No. You got scalpers and bots because:
1) People refuse to let the free market set prices. Some events are worth more than the ticket price, otherwise no one would ever buy via a scalper. Instead they insist on a communist "Let everyone watch for the same price" method.
2) The people running the system do not suffer from the scalping, so they do not bother to institute simple methods to stop it.
For example, simply set it up so that you can only buy tickets either a) an hour before the show using cash abd getting your hand stamped, or b) with a credit card - that must be shown to pick up the tickets upto an hour before the show.
So take your pick of solution - either make let the free market price the tickets (with time affecting the price today's tickets are more expensive than ones for next year). Or use real security to ensure that the purchaser watches the show.
excitingthingstodo.blogspot.com
If a specific venue wants to reduce the problem of ticket bots, they could simply have ticket purchases to be at the box office only. After all, if you are physically going to the show, you are physically capable of going there to buy tickets.
Edge cases: the venue is not in your current city; you have a physical limitation that greatly increases the inconvenience of going there to get the tickets (e.g., in a wheelchair); I'm sure people can think of others. Possible solution? For these cases, purchase over the phone.
(Note that the added fees that Ticketmaster and their ilk charges would disappear. ("Convenience fee" my ass))
What obvious problem with this idea did I miss, thus proving that I am an idiot?
"Don't blame the log for the fire." --Andrew Ratshin
Option "A" is how it use to work pre-internet. Not hours before, but months before the event.
People would go line up at that various music stores that were authorized Ticketmaster resellers. You'd get a numbered wristband and wait (similar to how people line up for Black Friday Sales now).
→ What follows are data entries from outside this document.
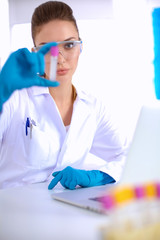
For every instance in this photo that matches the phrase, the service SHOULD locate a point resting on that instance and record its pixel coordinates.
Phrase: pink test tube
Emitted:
(53, 62)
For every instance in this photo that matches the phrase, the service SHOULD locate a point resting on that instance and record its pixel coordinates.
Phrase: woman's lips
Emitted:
(62, 71)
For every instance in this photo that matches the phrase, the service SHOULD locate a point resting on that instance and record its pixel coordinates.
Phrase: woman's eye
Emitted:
(69, 45)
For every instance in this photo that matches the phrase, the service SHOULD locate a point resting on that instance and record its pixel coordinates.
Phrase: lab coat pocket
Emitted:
(36, 147)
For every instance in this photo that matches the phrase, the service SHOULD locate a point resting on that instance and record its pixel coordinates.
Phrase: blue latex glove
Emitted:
(71, 177)
(20, 71)
(156, 40)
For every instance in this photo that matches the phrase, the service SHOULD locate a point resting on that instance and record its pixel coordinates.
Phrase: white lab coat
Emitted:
(30, 159)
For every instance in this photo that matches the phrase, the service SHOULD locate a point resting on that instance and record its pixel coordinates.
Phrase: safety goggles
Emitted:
(67, 49)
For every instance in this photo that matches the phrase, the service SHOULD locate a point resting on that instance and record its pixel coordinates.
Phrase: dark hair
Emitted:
(48, 11)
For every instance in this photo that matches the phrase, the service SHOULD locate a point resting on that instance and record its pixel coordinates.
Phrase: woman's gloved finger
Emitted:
(63, 181)
(54, 174)
(72, 184)
(55, 180)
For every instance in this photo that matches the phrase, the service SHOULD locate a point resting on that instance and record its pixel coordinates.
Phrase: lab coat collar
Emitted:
(39, 90)
(81, 95)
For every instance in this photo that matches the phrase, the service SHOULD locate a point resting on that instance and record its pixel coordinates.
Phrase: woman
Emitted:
(53, 130)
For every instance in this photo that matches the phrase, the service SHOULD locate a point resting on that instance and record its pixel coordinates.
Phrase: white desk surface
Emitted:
(30, 213)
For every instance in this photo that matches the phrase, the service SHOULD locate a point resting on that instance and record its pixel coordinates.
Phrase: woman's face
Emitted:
(56, 31)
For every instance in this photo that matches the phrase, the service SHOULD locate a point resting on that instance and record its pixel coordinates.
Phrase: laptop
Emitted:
(142, 162)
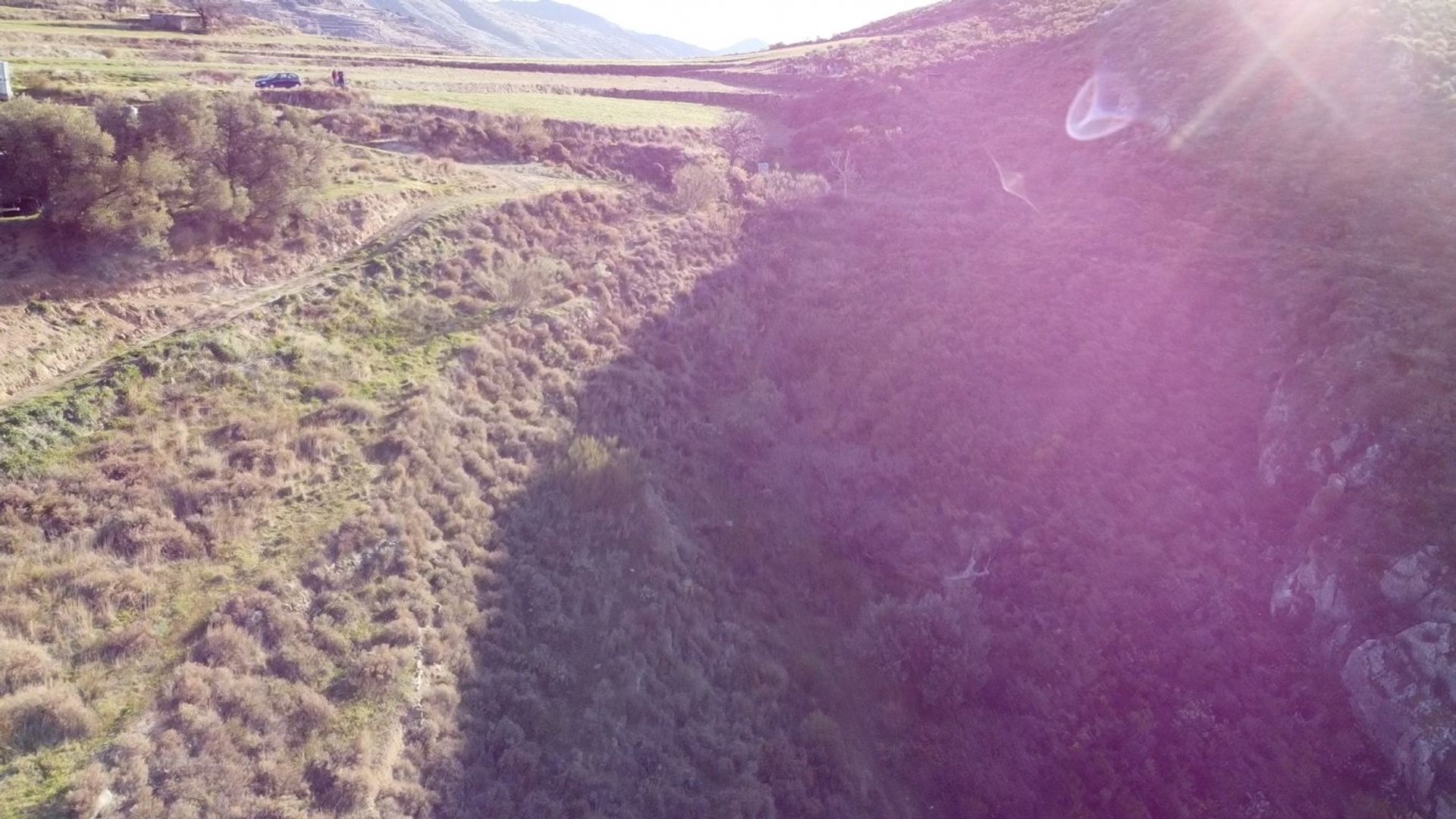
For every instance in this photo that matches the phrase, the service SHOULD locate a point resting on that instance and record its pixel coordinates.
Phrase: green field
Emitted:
(566, 107)
(80, 58)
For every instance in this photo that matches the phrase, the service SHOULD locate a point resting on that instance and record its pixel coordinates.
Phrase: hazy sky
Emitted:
(718, 24)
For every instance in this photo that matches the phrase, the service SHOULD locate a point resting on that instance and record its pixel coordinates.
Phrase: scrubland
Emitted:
(946, 474)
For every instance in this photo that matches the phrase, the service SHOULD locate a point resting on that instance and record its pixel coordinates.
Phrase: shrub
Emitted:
(44, 714)
(522, 284)
(378, 670)
(24, 664)
(603, 475)
(140, 535)
(932, 646)
(698, 187)
(204, 165)
(231, 648)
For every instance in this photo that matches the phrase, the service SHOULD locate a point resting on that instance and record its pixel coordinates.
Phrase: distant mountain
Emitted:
(746, 47)
(509, 28)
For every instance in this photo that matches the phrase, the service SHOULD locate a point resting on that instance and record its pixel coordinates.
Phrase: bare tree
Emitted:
(977, 567)
(216, 14)
(843, 165)
(742, 137)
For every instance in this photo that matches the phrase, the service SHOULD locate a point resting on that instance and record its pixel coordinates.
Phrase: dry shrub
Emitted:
(781, 188)
(522, 284)
(321, 444)
(376, 672)
(603, 475)
(347, 411)
(338, 787)
(231, 648)
(143, 537)
(262, 457)
(44, 714)
(128, 642)
(88, 796)
(328, 391)
(698, 187)
(24, 664)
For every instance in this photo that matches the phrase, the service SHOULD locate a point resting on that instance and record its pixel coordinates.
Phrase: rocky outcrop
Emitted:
(1401, 689)
(1312, 598)
(1386, 624)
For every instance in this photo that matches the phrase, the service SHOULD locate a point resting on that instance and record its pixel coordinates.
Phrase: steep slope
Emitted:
(1141, 340)
(510, 28)
(746, 47)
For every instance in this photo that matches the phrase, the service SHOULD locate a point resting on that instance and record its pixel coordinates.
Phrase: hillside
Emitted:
(506, 28)
(1062, 430)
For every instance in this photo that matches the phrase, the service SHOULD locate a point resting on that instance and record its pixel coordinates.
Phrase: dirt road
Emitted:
(55, 343)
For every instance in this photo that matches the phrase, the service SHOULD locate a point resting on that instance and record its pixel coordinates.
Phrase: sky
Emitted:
(718, 24)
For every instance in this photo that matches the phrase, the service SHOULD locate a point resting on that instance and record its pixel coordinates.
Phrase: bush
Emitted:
(188, 165)
(24, 664)
(932, 646)
(231, 648)
(41, 716)
(698, 187)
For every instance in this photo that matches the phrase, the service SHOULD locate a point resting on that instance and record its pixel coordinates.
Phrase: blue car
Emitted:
(281, 79)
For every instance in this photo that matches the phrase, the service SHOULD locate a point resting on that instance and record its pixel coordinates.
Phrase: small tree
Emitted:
(696, 187)
(216, 14)
(742, 137)
(842, 162)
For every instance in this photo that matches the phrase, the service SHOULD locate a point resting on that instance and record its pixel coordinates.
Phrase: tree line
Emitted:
(187, 169)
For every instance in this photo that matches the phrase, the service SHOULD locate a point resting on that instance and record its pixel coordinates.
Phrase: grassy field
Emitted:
(80, 58)
(584, 108)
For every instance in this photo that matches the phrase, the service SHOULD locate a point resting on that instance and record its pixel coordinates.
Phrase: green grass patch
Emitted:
(566, 107)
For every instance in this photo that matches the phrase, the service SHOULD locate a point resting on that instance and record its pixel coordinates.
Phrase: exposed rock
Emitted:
(1413, 577)
(1438, 607)
(1310, 591)
(1401, 689)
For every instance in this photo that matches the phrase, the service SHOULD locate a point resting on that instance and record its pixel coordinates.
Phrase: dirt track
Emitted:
(76, 335)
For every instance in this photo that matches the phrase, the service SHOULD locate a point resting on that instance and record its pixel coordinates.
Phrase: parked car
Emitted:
(281, 79)
(19, 209)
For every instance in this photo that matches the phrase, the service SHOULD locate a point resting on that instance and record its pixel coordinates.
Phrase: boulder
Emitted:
(1401, 689)
(1413, 577)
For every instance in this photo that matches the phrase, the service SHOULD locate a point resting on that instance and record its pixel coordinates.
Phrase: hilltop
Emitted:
(1059, 428)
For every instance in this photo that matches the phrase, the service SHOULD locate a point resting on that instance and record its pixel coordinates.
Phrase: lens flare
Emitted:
(1106, 105)
(1014, 183)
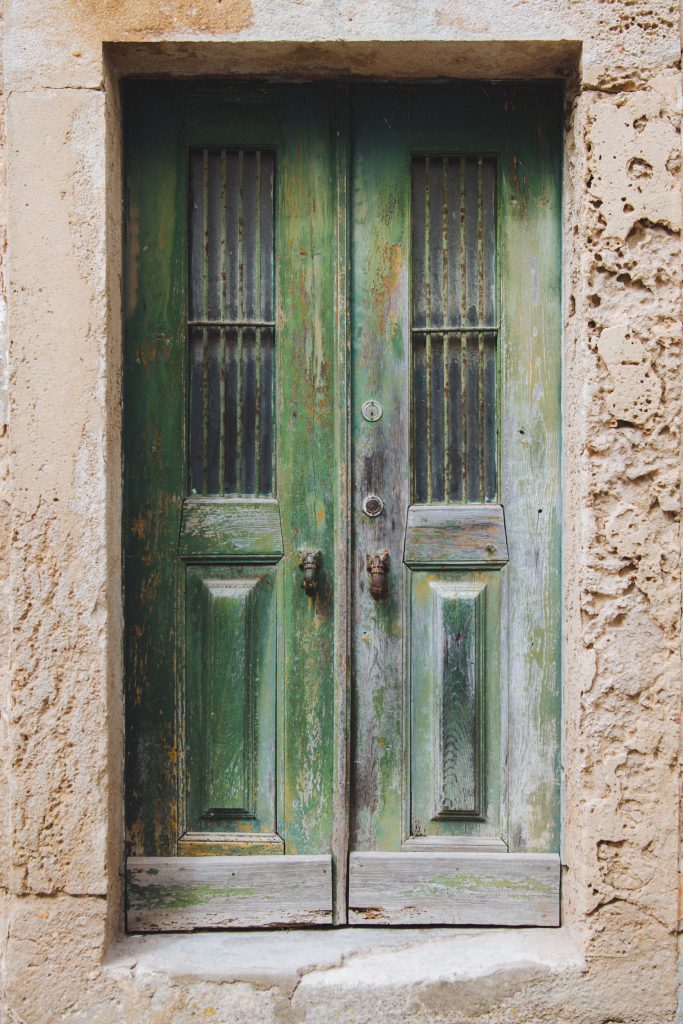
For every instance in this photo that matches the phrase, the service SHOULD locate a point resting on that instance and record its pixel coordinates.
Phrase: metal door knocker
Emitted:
(310, 562)
(378, 566)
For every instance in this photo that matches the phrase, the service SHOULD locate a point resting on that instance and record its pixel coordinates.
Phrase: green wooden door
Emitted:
(228, 448)
(341, 530)
(456, 330)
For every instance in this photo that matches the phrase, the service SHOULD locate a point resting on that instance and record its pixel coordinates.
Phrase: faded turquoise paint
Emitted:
(172, 540)
(520, 126)
(283, 662)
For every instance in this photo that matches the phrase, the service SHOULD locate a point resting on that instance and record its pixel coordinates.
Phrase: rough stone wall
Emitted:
(623, 418)
(60, 848)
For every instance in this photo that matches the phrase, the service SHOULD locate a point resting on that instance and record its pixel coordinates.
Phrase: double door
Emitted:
(341, 511)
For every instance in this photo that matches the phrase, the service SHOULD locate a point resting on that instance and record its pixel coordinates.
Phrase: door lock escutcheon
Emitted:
(373, 505)
(372, 411)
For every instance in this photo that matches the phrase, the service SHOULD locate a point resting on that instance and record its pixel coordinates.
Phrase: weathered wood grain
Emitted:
(454, 844)
(462, 536)
(230, 648)
(229, 844)
(182, 894)
(215, 528)
(454, 889)
(455, 728)
(380, 328)
(342, 476)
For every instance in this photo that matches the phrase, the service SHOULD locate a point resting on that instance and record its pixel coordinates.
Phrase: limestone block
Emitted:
(57, 304)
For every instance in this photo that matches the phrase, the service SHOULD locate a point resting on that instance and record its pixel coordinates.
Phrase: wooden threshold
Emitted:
(184, 894)
(515, 889)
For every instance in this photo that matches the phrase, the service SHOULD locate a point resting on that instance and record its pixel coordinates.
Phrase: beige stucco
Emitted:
(60, 699)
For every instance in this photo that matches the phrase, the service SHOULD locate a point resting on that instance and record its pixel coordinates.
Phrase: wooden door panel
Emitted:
(229, 432)
(454, 674)
(461, 353)
(230, 690)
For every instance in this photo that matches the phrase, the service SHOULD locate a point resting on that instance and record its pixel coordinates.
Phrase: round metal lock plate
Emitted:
(372, 411)
(373, 506)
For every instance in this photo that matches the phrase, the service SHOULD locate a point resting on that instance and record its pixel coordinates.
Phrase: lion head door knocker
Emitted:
(378, 566)
(310, 562)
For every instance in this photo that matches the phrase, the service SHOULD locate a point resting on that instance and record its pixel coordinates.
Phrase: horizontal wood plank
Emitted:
(229, 844)
(183, 894)
(230, 529)
(454, 844)
(454, 889)
(467, 536)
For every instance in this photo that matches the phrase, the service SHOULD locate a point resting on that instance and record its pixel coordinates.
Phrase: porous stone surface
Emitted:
(60, 847)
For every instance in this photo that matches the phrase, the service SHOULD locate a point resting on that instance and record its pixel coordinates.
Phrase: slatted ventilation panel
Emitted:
(454, 329)
(231, 322)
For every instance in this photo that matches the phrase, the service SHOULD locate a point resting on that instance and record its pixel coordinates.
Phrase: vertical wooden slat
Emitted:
(420, 417)
(230, 428)
(418, 243)
(428, 390)
(472, 414)
(444, 322)
(196, 235)
(205, 315)
(222, 285)
(436, 242)
(342, 643)
(258, 313)
(488, 240)
(230, 267)
(266, 450)
(197, 410)
(241, 235)
(428, 322)
(489, 443)
(232, 230)
(437, 432)
(455, 493)
(241, 380)
(213, 415)
(454, 285)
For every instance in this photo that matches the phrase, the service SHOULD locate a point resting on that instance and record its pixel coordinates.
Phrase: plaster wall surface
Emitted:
(65, 957)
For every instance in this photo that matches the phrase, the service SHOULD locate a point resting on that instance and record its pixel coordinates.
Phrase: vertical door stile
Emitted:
(341, 809)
You were allowed to buy up to a certain amount (usually 4) tickets.
The pro scalpers would just pay young adults to stand in line for them and buy the maximum allowed ticket amount.
They would then post ads in news papers and the like for "Event Tickets" and people would call to get the 2nd hand price.
Not much different than how it works today except, surprise, it use to require more actual humans to do before automation.
I know this may be a bit off topic, but idiotic games are just part for the course.
I wanted to buy tickets to see Steve Martin at Boston Symphony Hall a few years back, and visited the TicketMaster web site. I wasn't surprised to find I had an offer for a front-row seat, since I was very early and this wasn't exactly AC/DC or some massively popular band. However, the web site insisted I needed to buy the tickets within 10 minutes, or I'd most likely lose my seats to another buyer. I messed around for a bit to see what the rates were for other seats, and sure enough, once the 10 minute timer was up, the front-row seats were no longer available and I was offered a new selection a few rows back. Rinse and repeat a few times, and I soon found myself in the middle of the venue, with all the front row seats having sold out, and the site urging me to buy RIGHT NOW before I risk losing out and every seat has been sold. No matter what I did, the web site wouldn't give me a decent seat again.
I knew very well the seats weren't selling out, so I simply cleared my web browser cookies, and... found myself in the front row again.
Another lovely bonus is how they offered to mail me the tickets for free, but they would charge (if I remember correctly) a $17 convenience fee for electronic tickets I could print myself. They employ e-book logic, apparently.
This type of bologna is why I stopped going to major concerts entirely. Also, it was surprisingly fun to visit a local race track (Seekonk Speedway in MA) for a mere $20, rather than one of the regional NASCAR races. Small shows may not have as much spectacle, but they're still lots of fun and you don't have to put up with all this ticket gouging nonsense
The fix is simple
Not everyone believes that anything needs to be "fixed", or that scalping is a problem at all.
Make it illegal to sell tickets for higher than face value. It has worked amazingly well here.
Why should the police and courts get involved in supporting and subsidizing a broken business model?
Should the police also arrest people that resell used cars for prices not approved by the auto manufacturers?